Bea Frank / 30.07.2020

DIE Influenza/Grippe, Pest, Gürtelrose, Meningitis/Gehirnhautentzündung, Lepra, Tollwut, etc. etc. Zu kurz gedacht ;-)

Dirk Jungnickel / 30.07.2020

Anfrage an den Sender Jerewan: Bekommt das Corona - Virus in Absurdistan jetzt einen gendergerechten Status, weil es bekanntlich ständig mutiert ? Antwort des Senders Jerewan:  Das liegt im Bereich des Möglichen.

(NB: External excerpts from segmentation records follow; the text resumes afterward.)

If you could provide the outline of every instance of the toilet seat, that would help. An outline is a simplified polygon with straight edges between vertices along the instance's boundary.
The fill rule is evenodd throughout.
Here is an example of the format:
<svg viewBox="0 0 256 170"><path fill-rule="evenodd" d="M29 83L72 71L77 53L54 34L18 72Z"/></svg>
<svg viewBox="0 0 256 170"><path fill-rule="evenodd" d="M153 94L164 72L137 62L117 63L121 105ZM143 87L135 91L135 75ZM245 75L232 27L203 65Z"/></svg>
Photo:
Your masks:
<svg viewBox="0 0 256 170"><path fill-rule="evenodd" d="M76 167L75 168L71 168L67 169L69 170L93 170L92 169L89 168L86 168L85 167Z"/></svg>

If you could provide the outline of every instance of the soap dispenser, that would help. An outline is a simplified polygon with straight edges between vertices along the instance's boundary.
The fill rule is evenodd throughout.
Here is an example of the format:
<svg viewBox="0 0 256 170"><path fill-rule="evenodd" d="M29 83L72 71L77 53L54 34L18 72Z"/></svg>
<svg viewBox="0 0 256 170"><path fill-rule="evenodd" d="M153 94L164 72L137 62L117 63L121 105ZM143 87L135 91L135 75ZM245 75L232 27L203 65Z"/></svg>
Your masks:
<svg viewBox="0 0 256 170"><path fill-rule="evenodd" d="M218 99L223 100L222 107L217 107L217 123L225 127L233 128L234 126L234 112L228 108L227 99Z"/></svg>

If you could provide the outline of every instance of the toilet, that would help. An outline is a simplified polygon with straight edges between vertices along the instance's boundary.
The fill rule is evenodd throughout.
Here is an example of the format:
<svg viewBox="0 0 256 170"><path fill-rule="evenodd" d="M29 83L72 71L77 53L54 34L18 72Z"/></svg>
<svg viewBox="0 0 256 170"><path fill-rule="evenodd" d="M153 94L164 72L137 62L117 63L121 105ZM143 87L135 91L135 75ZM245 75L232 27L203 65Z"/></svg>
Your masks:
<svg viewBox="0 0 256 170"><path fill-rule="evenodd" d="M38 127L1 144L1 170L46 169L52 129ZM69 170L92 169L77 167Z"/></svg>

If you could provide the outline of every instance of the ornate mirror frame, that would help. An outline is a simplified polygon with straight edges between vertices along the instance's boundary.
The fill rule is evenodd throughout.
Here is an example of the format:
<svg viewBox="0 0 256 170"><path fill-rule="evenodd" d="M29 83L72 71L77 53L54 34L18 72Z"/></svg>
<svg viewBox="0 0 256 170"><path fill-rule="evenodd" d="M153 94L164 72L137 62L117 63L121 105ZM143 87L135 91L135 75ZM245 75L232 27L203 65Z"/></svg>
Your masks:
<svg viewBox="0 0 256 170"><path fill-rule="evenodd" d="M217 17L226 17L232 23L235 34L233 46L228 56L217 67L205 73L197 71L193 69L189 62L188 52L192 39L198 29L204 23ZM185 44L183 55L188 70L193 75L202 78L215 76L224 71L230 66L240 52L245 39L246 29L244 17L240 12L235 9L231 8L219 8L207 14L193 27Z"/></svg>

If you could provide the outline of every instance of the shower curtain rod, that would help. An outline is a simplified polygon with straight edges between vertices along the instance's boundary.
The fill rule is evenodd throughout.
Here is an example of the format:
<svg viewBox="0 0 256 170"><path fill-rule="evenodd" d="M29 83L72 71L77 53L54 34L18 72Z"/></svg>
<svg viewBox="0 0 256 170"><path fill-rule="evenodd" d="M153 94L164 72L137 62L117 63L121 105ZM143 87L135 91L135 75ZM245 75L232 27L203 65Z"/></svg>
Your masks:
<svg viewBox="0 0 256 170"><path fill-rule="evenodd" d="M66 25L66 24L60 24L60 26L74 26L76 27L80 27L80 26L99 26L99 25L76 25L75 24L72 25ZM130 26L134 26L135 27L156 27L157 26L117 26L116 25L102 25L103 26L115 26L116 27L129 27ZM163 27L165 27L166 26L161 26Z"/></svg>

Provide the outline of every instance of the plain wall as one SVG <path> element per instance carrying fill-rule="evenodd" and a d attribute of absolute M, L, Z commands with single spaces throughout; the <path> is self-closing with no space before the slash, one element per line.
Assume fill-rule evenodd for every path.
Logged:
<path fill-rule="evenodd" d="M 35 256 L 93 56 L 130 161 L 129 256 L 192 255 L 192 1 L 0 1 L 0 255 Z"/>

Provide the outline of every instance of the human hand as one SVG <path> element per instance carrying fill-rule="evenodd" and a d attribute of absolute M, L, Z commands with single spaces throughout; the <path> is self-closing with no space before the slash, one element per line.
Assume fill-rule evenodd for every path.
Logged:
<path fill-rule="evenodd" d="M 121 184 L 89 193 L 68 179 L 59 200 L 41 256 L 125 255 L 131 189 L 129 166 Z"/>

Das RKI ist nämlich jetzt von Regierungstellen beauftragt worden,  die näheren ” geschlechtsspezifischen” Umstände der Vermehrung des Virus zu erforschen. Wohl auch um die täglichen Horrormeldungen ein wenig zu konterkarieren.

Arnold Warner / 30.07.2020

Die weiblichen Viren werden sich nicht durchsetzen? Wer regiert denn in Berlin und Brüssel, wer steht an der Spitze der Europäischen Zentralbank? Wer plädiert für Kuschelkurs gegenüber der Party- und Linksterroristenszene? Wer führt die Denunziantenszene an?

Thomas Taterka / 30.07.2020

Was man als Mann tun kann ? ‘Nen Riesenbogen machen um die mobile Gummizelle der Virus _innen und im eigenen ” Saft ” schmoren lassen.